Em todas as organizações trabalhistas há tensões constantes e, em alguns casos, em termos de exterioridade e que têm a ver com dois tipos de ameaças: 1) socioeconômica: crises políticas, econômicas e sociais, e 2) da natureza: desastres pandêmicos, epidemias e clima.

As pressões exógenas, como a atual pandemia de coronavírus (COVID-19), produzem fragilidade nas relações horizontais entre trabalhadores dentro de entidades trabalhistas e uma forte pressão vertical de domínio do trabalho em relação ao trabalhador. A tensão atual entre trabalhadores é causada pela incerteza sobre o emprego que toda crise sanitária traz.

É muito difícil para os funcionários gerenciar incertezas sobre seu futuro em uma situação em que os corpos de cada um e de todos os demais estão em jogo. Além disso, gerenciar os riscos do fato certo do desemprego que bate à porta de cada um torna suas vidas ainda mais vulneráveis.

O desemprego produzido pela atual crise do COVID-19 poderia fazer com que os processos de “impotencialização” individual proliferassem, expandissem e se desenvolvessem geometricamente.

A situação que o trabalhador tem que conjugar agora, em circunstâncias de pandemia, é muito complexa.

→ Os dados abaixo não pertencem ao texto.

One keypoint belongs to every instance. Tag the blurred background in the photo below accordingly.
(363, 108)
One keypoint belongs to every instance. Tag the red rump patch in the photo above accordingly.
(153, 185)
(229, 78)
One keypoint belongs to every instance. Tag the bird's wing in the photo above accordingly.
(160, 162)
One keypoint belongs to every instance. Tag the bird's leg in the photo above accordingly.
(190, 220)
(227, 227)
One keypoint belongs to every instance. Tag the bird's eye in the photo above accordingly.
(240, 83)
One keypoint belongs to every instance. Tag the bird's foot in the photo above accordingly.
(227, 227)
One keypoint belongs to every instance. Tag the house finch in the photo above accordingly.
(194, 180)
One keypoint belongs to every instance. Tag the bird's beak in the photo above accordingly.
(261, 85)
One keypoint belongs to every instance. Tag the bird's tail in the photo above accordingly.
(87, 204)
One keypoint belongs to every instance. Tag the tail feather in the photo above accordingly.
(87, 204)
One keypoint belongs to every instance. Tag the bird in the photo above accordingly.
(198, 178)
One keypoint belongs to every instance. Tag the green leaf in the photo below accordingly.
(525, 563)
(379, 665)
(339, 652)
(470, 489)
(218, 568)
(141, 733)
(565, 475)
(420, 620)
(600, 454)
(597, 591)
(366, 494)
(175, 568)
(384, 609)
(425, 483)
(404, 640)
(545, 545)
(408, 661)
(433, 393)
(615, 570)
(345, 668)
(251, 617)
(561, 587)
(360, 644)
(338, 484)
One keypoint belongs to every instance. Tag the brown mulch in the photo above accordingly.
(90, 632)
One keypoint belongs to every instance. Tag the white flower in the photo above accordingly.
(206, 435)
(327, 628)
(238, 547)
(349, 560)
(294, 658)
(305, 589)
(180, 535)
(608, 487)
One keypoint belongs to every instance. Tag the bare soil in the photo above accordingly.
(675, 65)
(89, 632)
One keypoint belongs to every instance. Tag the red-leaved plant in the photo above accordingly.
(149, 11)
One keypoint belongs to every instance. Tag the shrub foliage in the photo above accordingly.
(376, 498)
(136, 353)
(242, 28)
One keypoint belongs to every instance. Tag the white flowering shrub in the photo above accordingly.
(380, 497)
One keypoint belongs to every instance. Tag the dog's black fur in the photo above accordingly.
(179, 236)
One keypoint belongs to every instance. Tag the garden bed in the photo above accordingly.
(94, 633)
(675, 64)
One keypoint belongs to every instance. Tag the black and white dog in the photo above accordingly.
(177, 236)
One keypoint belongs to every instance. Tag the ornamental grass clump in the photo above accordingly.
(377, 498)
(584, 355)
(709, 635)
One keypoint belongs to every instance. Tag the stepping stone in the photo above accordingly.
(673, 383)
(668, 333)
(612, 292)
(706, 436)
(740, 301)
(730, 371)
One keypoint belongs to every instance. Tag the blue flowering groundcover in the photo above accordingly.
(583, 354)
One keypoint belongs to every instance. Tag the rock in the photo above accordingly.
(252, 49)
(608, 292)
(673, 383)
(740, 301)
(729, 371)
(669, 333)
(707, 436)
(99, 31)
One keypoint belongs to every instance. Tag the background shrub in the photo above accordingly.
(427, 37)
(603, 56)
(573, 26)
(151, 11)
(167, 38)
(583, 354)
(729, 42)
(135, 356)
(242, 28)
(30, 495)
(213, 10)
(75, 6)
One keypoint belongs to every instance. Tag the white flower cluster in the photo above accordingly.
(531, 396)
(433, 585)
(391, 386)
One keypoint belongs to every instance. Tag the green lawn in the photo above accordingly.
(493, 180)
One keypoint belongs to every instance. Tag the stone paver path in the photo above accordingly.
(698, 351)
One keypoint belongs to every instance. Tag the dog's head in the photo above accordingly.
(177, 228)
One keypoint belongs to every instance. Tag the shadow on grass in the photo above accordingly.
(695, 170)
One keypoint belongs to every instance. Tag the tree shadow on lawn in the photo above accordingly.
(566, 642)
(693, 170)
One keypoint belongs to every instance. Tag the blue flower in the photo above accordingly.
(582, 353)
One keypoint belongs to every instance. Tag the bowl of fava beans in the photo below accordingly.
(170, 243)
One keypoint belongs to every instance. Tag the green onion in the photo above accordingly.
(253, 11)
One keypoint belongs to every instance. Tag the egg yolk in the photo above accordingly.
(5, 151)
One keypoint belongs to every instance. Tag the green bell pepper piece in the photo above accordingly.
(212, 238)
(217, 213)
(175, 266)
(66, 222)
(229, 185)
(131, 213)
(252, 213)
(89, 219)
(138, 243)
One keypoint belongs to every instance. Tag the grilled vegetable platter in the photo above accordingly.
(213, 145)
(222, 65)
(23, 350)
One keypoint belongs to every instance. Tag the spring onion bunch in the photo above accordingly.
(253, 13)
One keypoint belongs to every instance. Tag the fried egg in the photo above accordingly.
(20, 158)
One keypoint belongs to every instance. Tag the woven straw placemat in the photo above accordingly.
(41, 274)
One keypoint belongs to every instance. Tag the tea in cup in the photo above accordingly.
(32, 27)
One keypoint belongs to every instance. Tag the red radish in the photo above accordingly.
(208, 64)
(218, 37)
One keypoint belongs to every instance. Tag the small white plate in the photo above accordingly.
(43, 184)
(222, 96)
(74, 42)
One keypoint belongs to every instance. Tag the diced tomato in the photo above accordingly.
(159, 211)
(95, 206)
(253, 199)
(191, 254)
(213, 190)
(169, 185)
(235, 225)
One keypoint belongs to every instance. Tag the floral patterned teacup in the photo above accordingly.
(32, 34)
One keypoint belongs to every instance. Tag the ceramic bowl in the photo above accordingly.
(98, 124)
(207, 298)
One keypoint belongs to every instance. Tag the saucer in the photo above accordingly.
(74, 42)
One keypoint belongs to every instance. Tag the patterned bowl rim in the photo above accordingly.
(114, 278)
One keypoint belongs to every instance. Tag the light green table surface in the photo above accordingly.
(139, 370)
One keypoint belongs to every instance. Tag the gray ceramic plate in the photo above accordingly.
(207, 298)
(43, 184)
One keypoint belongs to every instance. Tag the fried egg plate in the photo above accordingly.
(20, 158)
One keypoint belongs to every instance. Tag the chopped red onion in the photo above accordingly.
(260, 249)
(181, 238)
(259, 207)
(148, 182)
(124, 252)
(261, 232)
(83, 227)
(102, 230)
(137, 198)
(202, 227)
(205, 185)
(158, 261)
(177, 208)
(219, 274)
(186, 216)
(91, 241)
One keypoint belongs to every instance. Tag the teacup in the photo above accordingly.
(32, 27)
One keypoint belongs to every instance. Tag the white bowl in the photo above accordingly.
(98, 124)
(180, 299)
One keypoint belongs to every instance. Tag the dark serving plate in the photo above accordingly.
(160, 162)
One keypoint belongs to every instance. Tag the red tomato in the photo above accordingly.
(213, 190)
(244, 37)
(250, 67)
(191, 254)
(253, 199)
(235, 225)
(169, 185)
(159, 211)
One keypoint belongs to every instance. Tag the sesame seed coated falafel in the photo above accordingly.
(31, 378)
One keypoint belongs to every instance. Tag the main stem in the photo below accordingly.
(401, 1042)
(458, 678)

Pois, além da insegurança em saúde, a insegurança econômica é adicionada. É demais para um único corpo.

A violência de mercado no trabalho se caracteriza pela demissão do funcionário, gerando uma competição selvagem entre colegas, também por consequências predatórias, submissão, ameaças, intimidação as relações desumanizadoras e, por si só, como já sabemos, a perda factual das históricas conquistas trabalhistas. Por exemplo, a redução do salário, ainda que na folha de pagamento figure a cobrança de um valor superior ao que realmente se recebe. Ou o fato de fazer o funcionário trabalhar horas que nunca serão pagas. Isso é pior que a escravidão.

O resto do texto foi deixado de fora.